I recall not being in the best frame of mind while taking on the daddy of them all; two late nights out in Killarney probably didn’t help. I found the walk long and tiring but it was amazing to ascend the infamous Devil’s Ladder (it helped that there was no one behind me) and to finally touch the metal cross at the top of Ireland, even if we saw nothing from it.
My only new CHP of 2015, we approached the top of Leinster via the less common zig-zag route at Glenmalure. An enjoyable hike but once again there was no view to be had from the summit. The best part was the outdoor pint at Glenmalure Lodge at the end. I’d like to do this one again from the more popular Glen of Imaal side. Definitely a county I’d like to hike more in.

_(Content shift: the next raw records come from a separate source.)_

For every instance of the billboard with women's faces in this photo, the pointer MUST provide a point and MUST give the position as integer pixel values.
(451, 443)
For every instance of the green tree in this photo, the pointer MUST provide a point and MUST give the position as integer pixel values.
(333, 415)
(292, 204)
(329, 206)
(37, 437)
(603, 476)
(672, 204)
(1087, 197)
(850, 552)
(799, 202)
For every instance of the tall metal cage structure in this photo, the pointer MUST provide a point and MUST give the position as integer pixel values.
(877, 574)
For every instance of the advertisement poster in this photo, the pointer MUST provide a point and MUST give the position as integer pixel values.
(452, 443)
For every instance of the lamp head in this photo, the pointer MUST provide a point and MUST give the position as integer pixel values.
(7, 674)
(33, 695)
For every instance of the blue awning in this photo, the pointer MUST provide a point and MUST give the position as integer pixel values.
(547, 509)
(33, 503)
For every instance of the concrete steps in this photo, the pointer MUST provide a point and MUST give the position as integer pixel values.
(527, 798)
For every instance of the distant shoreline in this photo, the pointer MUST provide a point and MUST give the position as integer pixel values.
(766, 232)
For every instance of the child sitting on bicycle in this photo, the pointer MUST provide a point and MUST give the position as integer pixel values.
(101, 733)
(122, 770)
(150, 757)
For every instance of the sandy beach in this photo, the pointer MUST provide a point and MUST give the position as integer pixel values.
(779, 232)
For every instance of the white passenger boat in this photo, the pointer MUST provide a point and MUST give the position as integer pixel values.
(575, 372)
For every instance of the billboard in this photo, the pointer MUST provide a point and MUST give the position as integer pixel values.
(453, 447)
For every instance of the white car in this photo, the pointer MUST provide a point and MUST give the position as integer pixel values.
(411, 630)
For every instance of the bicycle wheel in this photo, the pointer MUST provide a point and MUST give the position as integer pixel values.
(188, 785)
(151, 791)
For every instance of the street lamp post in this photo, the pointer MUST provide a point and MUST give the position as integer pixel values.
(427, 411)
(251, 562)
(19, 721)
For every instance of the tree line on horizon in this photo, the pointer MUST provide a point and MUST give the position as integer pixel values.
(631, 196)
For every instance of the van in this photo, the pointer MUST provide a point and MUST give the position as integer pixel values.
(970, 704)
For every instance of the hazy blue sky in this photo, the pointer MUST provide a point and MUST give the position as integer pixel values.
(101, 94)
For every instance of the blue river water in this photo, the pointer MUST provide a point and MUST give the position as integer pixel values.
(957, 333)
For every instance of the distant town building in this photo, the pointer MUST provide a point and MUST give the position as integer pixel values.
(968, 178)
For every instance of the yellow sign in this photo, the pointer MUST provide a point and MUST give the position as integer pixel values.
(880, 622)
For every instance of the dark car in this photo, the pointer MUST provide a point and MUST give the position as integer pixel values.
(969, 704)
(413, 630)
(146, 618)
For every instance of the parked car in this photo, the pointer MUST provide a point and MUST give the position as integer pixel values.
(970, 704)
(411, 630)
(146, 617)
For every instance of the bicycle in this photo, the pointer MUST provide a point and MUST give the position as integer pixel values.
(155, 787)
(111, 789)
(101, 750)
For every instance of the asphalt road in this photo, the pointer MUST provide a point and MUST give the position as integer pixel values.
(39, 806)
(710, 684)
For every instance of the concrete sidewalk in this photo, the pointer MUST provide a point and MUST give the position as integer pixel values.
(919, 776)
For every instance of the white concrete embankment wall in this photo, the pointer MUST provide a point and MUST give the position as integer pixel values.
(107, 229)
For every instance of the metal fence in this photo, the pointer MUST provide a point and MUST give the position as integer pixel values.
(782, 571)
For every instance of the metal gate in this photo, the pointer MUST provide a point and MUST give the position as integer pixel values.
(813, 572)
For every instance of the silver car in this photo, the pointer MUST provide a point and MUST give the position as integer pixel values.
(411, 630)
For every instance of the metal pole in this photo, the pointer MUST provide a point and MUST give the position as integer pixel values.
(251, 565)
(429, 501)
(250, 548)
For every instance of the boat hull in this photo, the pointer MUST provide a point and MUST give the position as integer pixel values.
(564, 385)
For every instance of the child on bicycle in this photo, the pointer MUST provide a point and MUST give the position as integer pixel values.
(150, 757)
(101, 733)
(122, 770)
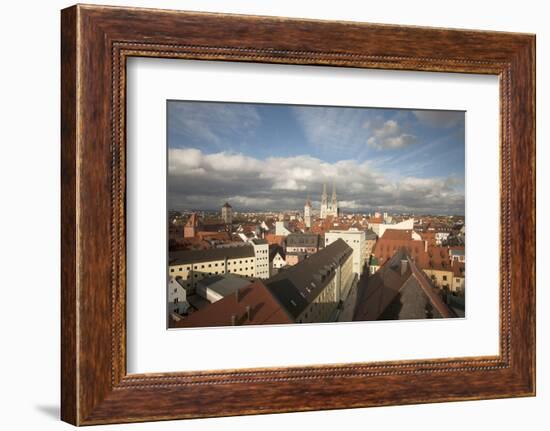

I was actually a little sad and reluctant before taking on my final CHP, but ‘all good things’ and all that. We did it as part of a loop, visiting nearby Sugarloaf Hill first, and got some excellent views throughout. It was a brilliant feeling approaching Knockmealdown’s summit trig, and a worthy mountain to finish my challenge with. Another range I’d happily return to and explore more of.
(Too tired to smile: at the summit of Knockmealdown)
Thanks to all my companions who shared this journey with me. Also a special mention to Kieron Gribbon and his excellent book ‘Ireland’s County High Points A Walking Guide’, which was an invaluable resource for many of the walks.